KMT2C knockout generates ASD-like behaviors in mice

Neurodevelopmental disorders have been associated with genetic mutations that affect cellular function, including chromatin regulation and epigenetic modifications. Recent studies in humans have identified mutations in KMT2C, an enzyme responsible for modifying histone tails and depositing H3K4me1 and H3K4me3, as being associated with Kleefstra syndrome 2 and autism spectrum disorder (ASD). However, the precise role of KMT2C mutations in brain disorders remains poorly understood. Here we employed CRISPR/Cas9 gene editing to analyze the effects of KMT2C brain specific knockout on animal behavior.

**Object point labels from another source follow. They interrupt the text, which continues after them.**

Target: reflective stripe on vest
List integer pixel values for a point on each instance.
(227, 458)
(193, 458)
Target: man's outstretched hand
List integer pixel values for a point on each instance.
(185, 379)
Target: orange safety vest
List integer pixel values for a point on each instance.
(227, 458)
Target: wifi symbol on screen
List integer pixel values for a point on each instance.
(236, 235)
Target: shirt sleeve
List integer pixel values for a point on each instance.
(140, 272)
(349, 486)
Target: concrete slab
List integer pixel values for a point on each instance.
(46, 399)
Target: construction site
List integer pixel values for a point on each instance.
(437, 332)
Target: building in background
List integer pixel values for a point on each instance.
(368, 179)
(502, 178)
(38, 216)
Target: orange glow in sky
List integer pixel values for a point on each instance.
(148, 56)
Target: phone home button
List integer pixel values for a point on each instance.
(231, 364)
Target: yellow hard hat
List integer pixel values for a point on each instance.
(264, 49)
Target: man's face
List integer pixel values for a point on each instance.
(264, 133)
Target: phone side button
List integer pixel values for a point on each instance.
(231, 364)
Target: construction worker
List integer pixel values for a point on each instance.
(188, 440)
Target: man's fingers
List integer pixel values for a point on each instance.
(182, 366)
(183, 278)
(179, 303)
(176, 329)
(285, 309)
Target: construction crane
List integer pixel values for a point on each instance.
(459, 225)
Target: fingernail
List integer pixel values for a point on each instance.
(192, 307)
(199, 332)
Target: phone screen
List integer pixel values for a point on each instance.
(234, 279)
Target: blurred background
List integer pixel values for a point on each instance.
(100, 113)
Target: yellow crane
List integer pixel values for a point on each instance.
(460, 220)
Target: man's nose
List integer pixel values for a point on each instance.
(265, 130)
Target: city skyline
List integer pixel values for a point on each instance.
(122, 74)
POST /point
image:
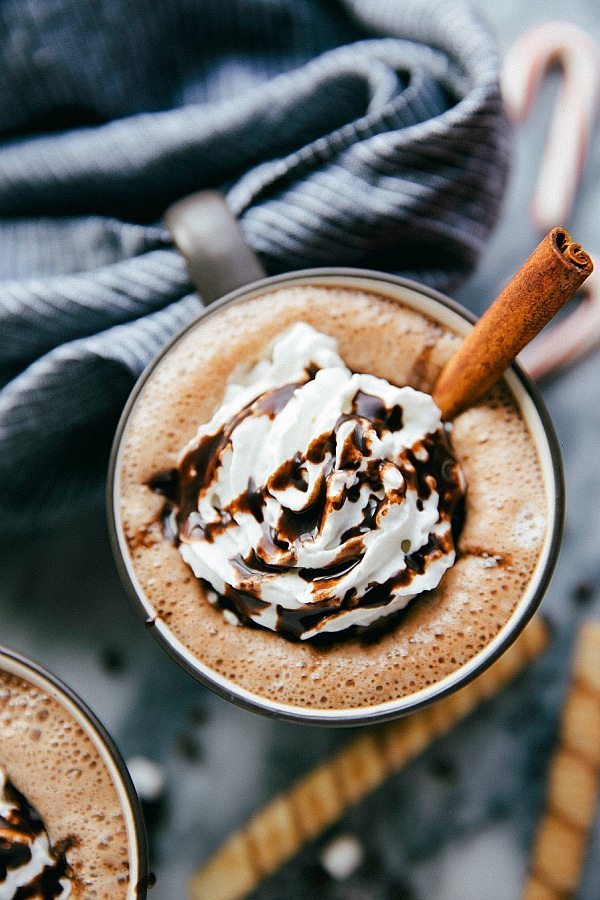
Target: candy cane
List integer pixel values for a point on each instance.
(574, 112)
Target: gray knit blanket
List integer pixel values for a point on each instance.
(354, 132)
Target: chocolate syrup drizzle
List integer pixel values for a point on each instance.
(426, 467)
(19, 829)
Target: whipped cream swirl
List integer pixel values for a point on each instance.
(316, 499)
(29, 866)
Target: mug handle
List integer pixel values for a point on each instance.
(211, 241)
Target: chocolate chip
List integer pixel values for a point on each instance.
(584, 592)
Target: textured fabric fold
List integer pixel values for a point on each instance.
(346, 133)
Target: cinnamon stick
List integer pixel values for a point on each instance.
(551, 275)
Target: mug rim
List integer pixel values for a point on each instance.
(57, 685)
(351, 716)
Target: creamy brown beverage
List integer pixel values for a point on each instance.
(65, 829)
(388, 634)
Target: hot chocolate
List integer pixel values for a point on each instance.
(504, 537)
(64, 830)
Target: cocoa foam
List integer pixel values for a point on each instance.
(501, 542)
(50, 758)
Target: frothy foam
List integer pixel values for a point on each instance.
(52, 761)
(439, 632)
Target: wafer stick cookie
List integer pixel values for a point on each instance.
(573, 781)
(318, 799)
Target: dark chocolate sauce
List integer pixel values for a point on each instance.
(24, 826)
(289, 474)
(275, 552)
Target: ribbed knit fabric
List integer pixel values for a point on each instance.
(352, 133)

Knocking out KMT2C expression in cortical neurons and the mouse brain resulted in decreased KMT2C levels. Importantly, KMT2C brain specific knockout animals exhibited repetitive behaviors, social deficits, and intellectual disability resembling ASD. Our findings shed light on the involvement of KMT2C in neurodevelopmental processes and establish a valuable model for elucidating the cellular and molecular mechanisms underlying KMT2C mutations and their relationship to Kleefstra syndrome 2 and ASD.

Automated summary

Using CRISPR/Cas9 gene editing, researchers found that knocking out KMT2C expression in cortical neurons and the mouse brain led to decreased KMT2C levels and the development of repetitive behaviors, social deficits, and intellectual disability resembling ASD. This study sheds light on the importance of KMT2C in neurodevelopmental processes and establishes a valuable model for understanding the cellular and molecular mechanisms underlying KMT2C mutations and their relationship to Kleefstra syndrome 2 and ASD.